Но старик не спешил, а, может, просто наслаждался паузой. В глубине его бороды угадывалась лукавая улыбка, предназначенная собаке, которая смотрела на хозяина, чутко навострив треугольные уши. Шарманка была небольшая: даже установленная на тележку, она едва доставала старику до пояса, и, чтобы вращать ручку, ему приходилось к ней наклоняться. Тележка была выкрашена в зеленый и оранжевый цвет. Деревянные колеса — в красный. Эти колеса, стянутые обручами, благодаря которым им удавалось не развалиться, имели не круглую, а какую-то иную, замысловатую форму, поскольку пережили не меньше ударов судьбы, чем те времена, в которые им довелось странствовать по дорогам. Переднюю панель инструмента украшал по-детски безупречный пейзаж, изображавший реку и деревья.

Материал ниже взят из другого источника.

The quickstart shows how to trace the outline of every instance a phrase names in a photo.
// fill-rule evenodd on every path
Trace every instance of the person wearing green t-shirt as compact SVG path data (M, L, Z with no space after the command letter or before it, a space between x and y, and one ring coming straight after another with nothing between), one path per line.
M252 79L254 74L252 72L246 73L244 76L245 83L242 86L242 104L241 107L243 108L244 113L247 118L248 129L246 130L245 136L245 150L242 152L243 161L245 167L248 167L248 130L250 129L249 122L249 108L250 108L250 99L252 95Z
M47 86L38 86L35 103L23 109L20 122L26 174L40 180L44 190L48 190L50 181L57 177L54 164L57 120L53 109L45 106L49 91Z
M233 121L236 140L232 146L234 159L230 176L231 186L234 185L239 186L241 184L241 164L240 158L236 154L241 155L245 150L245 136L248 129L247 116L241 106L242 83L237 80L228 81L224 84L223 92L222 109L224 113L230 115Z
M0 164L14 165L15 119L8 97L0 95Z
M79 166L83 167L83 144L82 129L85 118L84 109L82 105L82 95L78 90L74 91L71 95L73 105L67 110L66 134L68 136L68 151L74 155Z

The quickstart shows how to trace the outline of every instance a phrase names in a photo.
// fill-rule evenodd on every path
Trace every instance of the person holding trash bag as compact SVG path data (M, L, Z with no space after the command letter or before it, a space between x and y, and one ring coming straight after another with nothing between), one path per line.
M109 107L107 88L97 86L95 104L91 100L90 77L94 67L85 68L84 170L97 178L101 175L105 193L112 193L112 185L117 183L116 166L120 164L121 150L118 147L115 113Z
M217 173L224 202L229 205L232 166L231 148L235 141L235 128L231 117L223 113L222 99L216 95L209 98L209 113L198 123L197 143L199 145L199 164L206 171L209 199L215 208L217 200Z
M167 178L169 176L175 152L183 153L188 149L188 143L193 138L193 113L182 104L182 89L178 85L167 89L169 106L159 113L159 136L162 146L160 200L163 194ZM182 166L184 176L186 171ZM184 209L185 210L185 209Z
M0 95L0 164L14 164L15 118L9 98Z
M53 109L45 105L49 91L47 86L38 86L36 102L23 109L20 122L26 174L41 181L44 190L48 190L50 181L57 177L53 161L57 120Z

Когда шарманщик начал играть, что-то неведомое коснулось каких-то неведомых пределов. Ханс не печалился о прожитом, предпочитая думать о будущем путешествии. Но по мере того как он слушал шарманку, ее металлическую повесть, ему все больше казалось, что это не он, а кто-то другой, какая-то прежняя его ипостась, вибрирует в лад музыке. Следуя за мелодией, как читают трепещущую на ветру страницу, он пережил диковинное состояние: он словно со стороны воспринимал собственные чувства, со стороны наблюдал за тем, как в нем нарастает волнение. Слух внимал шарманке, поскольку она звучала, шарманка звучала, поскольку слух ей внимал. Казалось, что старик не столько играет, сколько предается воспоминаниям. Бесплотной рукой, продрогшими пальцами он вращал ручку шарманки, и собачий хвост, площадь, флюгер, солнечный свет, полдень непрерывно вращались, потому что, едва мелодия касалась своего края, ювелирно точная рука шарманщика проделывала даже не паузу, не остановку, а лишь легкую прореху в музыкальной ткани и сразу же снова приходила в движение, и музыка снова звучала, и все снова кружилось, и холод отступал.